Nachdem sich das Familiengericht mit der Frage der Befangenheit der Sachverständigen nicht in einem gesonderten Beschluss, sondern in der angefochtenen Hauptsacheentscheidung auseinandergesetzt hat, ist im Beschwerdeverfahren zu prüfen, ob die Beschwerde gegen einen entsprechenden Ablehnungsbeschluss Erfolg gehabt hätte (Zöller/Greger, a.a.O., § 406 Rn. 14a). Insoweit bekräftigte die Sachverständige im Rahmen der Erörterung der beanstandeten Äußerungen insbesondere, dass sie es nach wie vor als unwahrscheinlich erachte, dass der Vater die Mutter entsprechend deren Schilderung gewürgt und geschlagen habe. Hierbei stützte sich die Sachverständige allein auf die Beurteilung der Persönlichkeit des Vaters, der - falls der Vortrag der Mutter zutreffen sollte - eine entsprechende Täterpersönlichkeit haben müsse. Dies setze voraus, dass der Vater einen abgespaltenen Teil der Persönlichkeit habe, wofür wiederum Voraussetzung sei, dass der Vater selbst während seiner Kindheit extremer Gewalt ausgesetzt gewesen sei, was jedoch mit dem vom Elternhaus des Vaters gewonnenen Eindruck nicht in Einklang zu bringen sei.
Die Sachverständige hat damit außerhalb ihres Gutachtensauftrages zu Lasten der Mutter eine Bewertung der Glaubhaftigkeit streitiger Tatsachen vorgenommen, ohne diese auf objektive
Beweismittel oder eigene konkrete Erkenntnisse tatsächlicher Art stützen zu können.

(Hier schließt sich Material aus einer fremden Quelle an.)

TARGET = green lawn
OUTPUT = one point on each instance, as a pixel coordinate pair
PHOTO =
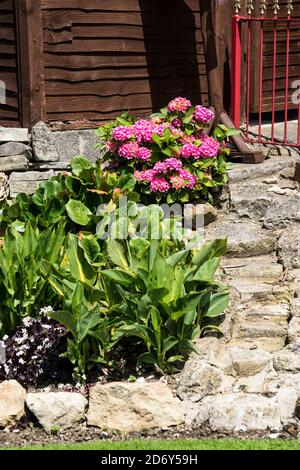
(184, 444)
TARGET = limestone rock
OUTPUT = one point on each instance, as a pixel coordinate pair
(244, 239)
(215, 352)
(12, 402)
(260, 267)
(294, 330)
(63, 410)
(11, 134)
(14, 148)
(257, 383)
(235, 412)
(133, 407)
(265, 329)
(249, 290)
(265, 344)
(267, 168)
(287, 398)
(295, 307)
(210, 214)
(198, 380)
(251, 200)
(27, 182)
(249, 362)
(4, 188)
(289, 247)
(275, 312)
(283, 213)
(62, 146)
(44, 146)
(14, 163)
(288, 359)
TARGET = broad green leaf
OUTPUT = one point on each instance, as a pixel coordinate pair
(121, 277)
(207, 270)
(217, 304)
(78, 212)
(66, 319)
(78, 164)
(169, 343)
(79, 266)
(117, 254)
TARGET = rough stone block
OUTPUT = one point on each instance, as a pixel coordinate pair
(11, 134)
(14, 148)
(27, 182)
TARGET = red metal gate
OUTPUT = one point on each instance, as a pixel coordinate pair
(266, 34)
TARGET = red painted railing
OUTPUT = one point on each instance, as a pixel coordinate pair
(243, 29)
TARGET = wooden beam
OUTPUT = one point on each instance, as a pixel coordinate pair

Vielmehr liegt ihrer Bewertung lediglich der vom Vater und dessen Familie gewonnene Eindruck zu Grunde. Diese weder mit den Grundsätzen der Beweiswürdigung noch der Glaubhaftigkeitsbegutachtung in Deckung zu bringende und die Glaubwürdigkeit der Mutter in Frage stellende Vorgehensweise, ist auch bei vernünftiger Betrachtung aus Sicht der Mutter geeignet, die Befürchtung einer Voreingenommenheit gegenüber der Mutter zu begründen. Dies gilt umso mehr, als die Sachverständige in ähnlicher Weise auch die streitige Behauptung der Mutter über Beziehungen des Vaters zu anderen, teils minderjährigen Frauen ebenfalls als sehr unwahrscheinlich einschätzte. Verstärkt wird die Befürchtung der Parteilichkeit zugunsten des Vaters objektiv dadurch, dass die Ausführungen der Sachverständige nicht hinreichend erkennen lassen, ob und gegebenenfalls wie sie den Vater belastenden Gesichtspunkte - insbesondere das Vorliegen der eidesstattlichen Versicherung der Mutter über die behaupteten Tätlichkeiten und die Schilderung der Kinder...,... und... über Schläge des Vaters - in ihre Beurteilung eingestellt hat.
Aufgrund des Erfolgs des Ablehnungsgesuchs kann das Gutachten der Sachverständigen im weiteren Verfahren nicht mehr verwertet werden (Zöller/Greger, a.a.O., § 406 Rn. 15) Eine gesonderte Kostenentscheidung ist entbehrlich, da es sich um Kosten des Verfahrens handelt (Zöller/Vollkommer, a.a.O. § 46 Rn. 8).